Somewhat to our surprise, the campaign to get Virginia Delegate Bob Marshall to talk to CESJ president Norman Kurland has received expressions of interest not only from across the political spectrum in the Commonwealth, but from different countries. The general feeling seems to be that the U.S. economy, while rather rocky at present, is still — relative to the rest of the world — founded on a slightly more solid grade of quicksand than most.
Consequently, people around the globe still view the U.S. economy as something of a bellwether for the global economy. If it continues to go downhill or be operated almost exclusively for the benefit of the federal government and Wall Street, the only possible outcome is disaster. That is why we continue to push Delegate Marshall to talk to Norman Kurland.
It is, after all, difficult to see how it could possibly hurt anyone, and it might do some — or a lot of — good. Consider adding your two cents by sending Bob a brief e-mail at delegatebobmarshall [at] Hotmail [dot] com, urging him to talk to Norm at his earliest convenience. It is, after all, why we keep sending him e-mails such as the following:
February 18, 2013
Dear Mr. Marshall:
Thanks to your proposal to reform the currency for Virginia, the Commonwealth has a unique opportunity to provide an example for the rest of the country. The Old Dominion can lead the way to the restoration of a stable, asset-backed and elastic currency for the United States. This will only happen, however, if you take full advantage of the resources available to you in the form of the advice and counsel of people like Dr. Norman Bailey and Norman Kurland.
Dr. Bailey is, in fact, taking a very flattering interest in your proposal. He has, furthermore, suggested a number of improvements that could be made to make the proposal effective as a vehicle for restoring the economy. As he said in an e-mail I received this morning, “Encourage Marshall to think of the Richmond Federal Reserve as ‘Virginia's central bank’ (although its district covers more than Virginia).”

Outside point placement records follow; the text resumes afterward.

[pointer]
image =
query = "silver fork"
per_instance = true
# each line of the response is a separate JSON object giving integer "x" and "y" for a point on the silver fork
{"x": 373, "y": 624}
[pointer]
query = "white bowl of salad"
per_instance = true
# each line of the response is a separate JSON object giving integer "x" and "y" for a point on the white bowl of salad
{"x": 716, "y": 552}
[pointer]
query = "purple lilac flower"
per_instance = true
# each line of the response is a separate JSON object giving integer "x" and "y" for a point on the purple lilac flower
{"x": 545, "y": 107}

This would be a very astute political move. Since the 1930s, the regional Federal Reserve Banks have seen their power eroded and concentrated in the Federal Reserve Bank of New York and the Board of Governors in Washington, DC. The New York Fed and the Board of Governors are, as you know, more interested in financing government to benefit politicians and Wall Street than in private sector development to benefit all citizens.
Virtually the only function the regional Feds retain is research. Presenting any one of them with the opportunity to become relevant again by acting as the “central bank” of a region — as Alexander Hamilton originally proposed — would build a powerful constituency not only in Virginia, but throughout the country. The statesman (or woman) who spearheaded such an initiative would very quickly become nationally prominent with a credibility not seen since President Reagan.
Again, I urge you to call Norman Kurland at your earliest convenience to discuss the potential these ideas have to achieve your stated goals.